Oleh karena itu, peraturan ini juga menjelaskan dalam hal perbandingan saldo utang dan modal dari wajip pajak lebih besar perbandingan 4:1, maka biaya pinjaman dapat diakui sebagai deductible expenses, dengan memperhatikan ketentuan klasifikasi utang dan modal yang disebutkan pada PMK 169/2015. Biaya yang dimaksud adalah :

  1. bunga pinjaman;
  2. diskonto dan premium yang terkait dengan pinjaman;
  3. biaya tambahan yang terjadi yang terkait dengan perolehan pinjaman (arrangement of borrowings);
  4. beban keuangan dalam sewa pembiayaan;
  5. biaya imbalan karena jaminan pengembalian utang; dan
  6. selisih kurs yang berasal dari pinjaman dalam mata uang asing sepanjang selisih kurs tersebut sebagai penyesuaian terhadap biaya bunga dan biaya sebagaimana dimaksud pada huruf b, huruf c, huruf d, dan huruf e.

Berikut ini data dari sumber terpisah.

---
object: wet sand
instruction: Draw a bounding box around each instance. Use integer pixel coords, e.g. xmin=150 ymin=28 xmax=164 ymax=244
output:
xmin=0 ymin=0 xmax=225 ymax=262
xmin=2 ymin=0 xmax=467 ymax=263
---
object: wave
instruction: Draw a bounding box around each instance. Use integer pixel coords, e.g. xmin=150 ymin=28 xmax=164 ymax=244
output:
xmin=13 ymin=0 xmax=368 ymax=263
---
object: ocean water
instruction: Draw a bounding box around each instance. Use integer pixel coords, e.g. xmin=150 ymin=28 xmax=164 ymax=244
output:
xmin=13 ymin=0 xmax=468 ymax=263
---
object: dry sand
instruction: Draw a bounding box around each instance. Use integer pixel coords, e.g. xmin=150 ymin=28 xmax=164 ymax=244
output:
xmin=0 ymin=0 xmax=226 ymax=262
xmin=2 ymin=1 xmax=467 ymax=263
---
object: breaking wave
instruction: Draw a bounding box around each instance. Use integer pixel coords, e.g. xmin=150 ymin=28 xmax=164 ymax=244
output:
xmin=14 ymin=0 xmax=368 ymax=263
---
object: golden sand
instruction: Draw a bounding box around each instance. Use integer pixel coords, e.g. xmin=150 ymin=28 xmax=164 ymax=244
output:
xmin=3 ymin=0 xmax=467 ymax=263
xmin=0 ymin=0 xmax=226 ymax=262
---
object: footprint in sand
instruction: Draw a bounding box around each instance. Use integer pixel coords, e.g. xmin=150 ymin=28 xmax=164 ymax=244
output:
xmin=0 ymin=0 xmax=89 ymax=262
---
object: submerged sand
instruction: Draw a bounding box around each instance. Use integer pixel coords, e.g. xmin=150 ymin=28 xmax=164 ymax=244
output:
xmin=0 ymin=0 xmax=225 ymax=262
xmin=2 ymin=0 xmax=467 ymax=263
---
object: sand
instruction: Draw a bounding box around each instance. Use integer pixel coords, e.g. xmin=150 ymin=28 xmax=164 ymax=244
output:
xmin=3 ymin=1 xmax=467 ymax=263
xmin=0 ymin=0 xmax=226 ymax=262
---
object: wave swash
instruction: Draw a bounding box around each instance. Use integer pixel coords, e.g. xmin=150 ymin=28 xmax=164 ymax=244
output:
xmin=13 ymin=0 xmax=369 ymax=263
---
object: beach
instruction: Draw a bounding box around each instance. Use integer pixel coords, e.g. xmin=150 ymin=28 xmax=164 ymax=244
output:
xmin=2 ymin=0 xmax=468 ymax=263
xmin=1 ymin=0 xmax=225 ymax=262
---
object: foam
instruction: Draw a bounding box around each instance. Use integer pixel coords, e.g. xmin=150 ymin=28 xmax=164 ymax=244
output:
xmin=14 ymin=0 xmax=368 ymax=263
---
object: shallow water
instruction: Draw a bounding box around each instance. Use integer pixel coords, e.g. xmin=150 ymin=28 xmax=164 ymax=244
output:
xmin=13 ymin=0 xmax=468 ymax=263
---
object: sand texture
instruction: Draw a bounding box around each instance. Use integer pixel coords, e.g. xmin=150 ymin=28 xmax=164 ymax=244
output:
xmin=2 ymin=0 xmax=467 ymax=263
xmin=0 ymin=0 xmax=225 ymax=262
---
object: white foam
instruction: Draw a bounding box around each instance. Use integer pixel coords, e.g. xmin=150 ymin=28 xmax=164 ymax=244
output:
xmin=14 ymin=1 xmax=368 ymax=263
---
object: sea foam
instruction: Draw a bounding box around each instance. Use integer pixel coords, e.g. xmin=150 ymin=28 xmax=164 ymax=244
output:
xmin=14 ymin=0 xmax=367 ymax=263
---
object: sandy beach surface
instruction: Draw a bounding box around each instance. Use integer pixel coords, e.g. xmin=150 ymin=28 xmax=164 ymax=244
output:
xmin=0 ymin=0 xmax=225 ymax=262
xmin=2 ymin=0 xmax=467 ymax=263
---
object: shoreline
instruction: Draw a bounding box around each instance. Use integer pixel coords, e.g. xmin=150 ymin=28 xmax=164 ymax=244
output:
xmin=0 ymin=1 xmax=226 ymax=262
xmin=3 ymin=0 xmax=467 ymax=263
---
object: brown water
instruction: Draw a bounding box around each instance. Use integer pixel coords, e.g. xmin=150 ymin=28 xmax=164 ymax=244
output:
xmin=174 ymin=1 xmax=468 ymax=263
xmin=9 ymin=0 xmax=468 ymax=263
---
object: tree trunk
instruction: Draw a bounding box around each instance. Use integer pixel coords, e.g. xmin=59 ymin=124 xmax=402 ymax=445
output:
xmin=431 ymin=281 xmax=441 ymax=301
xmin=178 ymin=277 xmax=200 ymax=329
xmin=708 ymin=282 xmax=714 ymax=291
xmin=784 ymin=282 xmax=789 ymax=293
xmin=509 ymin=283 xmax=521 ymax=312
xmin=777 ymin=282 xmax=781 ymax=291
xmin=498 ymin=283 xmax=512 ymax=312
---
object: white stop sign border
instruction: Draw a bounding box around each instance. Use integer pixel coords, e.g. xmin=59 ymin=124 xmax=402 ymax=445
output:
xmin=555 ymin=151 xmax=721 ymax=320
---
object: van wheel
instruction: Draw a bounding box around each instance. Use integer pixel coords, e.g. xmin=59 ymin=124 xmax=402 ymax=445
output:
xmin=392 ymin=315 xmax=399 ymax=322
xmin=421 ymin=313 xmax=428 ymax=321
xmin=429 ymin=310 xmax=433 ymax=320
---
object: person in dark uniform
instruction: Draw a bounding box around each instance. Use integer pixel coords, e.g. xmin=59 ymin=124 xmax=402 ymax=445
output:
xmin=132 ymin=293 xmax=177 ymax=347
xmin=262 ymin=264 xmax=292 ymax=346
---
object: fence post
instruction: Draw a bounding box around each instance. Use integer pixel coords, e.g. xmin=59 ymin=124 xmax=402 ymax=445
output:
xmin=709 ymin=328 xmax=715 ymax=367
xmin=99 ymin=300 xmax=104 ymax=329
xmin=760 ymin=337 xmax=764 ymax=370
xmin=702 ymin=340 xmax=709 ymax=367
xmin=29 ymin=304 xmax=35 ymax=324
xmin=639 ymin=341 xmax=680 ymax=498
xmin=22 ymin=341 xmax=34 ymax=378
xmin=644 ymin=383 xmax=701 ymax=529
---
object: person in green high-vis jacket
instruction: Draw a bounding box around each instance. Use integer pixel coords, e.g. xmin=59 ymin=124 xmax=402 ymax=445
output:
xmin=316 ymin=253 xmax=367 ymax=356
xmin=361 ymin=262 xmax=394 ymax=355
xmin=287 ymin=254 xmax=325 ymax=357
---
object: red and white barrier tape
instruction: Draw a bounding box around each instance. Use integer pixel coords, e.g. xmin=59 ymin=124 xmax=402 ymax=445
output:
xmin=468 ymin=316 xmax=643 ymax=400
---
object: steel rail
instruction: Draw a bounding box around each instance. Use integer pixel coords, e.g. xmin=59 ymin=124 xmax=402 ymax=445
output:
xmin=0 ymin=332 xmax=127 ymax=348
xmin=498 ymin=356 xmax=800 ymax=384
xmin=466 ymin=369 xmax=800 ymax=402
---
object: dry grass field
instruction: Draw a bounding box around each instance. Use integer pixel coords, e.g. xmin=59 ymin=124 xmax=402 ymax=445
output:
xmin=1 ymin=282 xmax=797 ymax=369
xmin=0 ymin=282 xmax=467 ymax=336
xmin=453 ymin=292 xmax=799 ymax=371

Wajib pajak yang dikecualikan dalam peraturan ini adalah :

  1. Wajib Pajak bank;
  2. Wajib Pajak lembaga pembiayaan;
  3. Wajib Pajak asuransi dan reasuransi;
  4. Wajib Pajak yang menjalankan usaha di bidang pertambangan minyak dan gas bumi, pertambangan umum, dan pertambangan lainnya yang terikat kontrak bagi hasil, kontrak karya, atau perjanjian kerjasama pengusahaan pertambangan, dan dalam kontrak atau perjanjian dimaksud mengatur atau mencantumkan ketentuan mengenai batasan perbandingan antara utang dan modal; dan
  5. Wajib Pajak yang atas seluruh penghasilannya dikenai Pajak Penghasilan yang bersifat final berdasarkan peraturan perundang-undangan tersendiri; dan
  6. Wajib Pajak yang menjalankan usaha di bidang infrastruktur.

Untuk wajib pajak yang ingin memanfaatkan PMK ini, dapat melihat PER 25/PJ/2017 yang menetapkan Peraturan Direktur Jenderal Pajak Tentang Pelaksanaan Penentuan Besarnya Perbandingan Antara Utang Dan Modal Perusahaan Untuk Keperluan Penghitungan Pajak Penghasilan Dan Tata Cara Pelaporan Utang Swasta Luar Negeri.

Kesimpulan :

Kebijakan ini bertujuan agar kondisi keuangan perusahaan agar tetap sehat dan dana pengurang pajak penghasilan tersebut dapat dimanfaatkan perusahaan untuk membayar utangnya. Tujuan dibentuk nya rasio agar mengurangi tindakan kecurangan perusahaan yang mengakui ekuitas dan hutang fiktif yang dimanfaatkan untuk meningkatkan deductible expenses. Wajib pajak direkomendasikan untuk melakukan kebijakan tersebut, karena mengurangi beban pajak, sehingga perusahaan dapat menggunakan dana lebih nya untuk keperluan pembayaran hutang atau operasional perusahaan lainnya.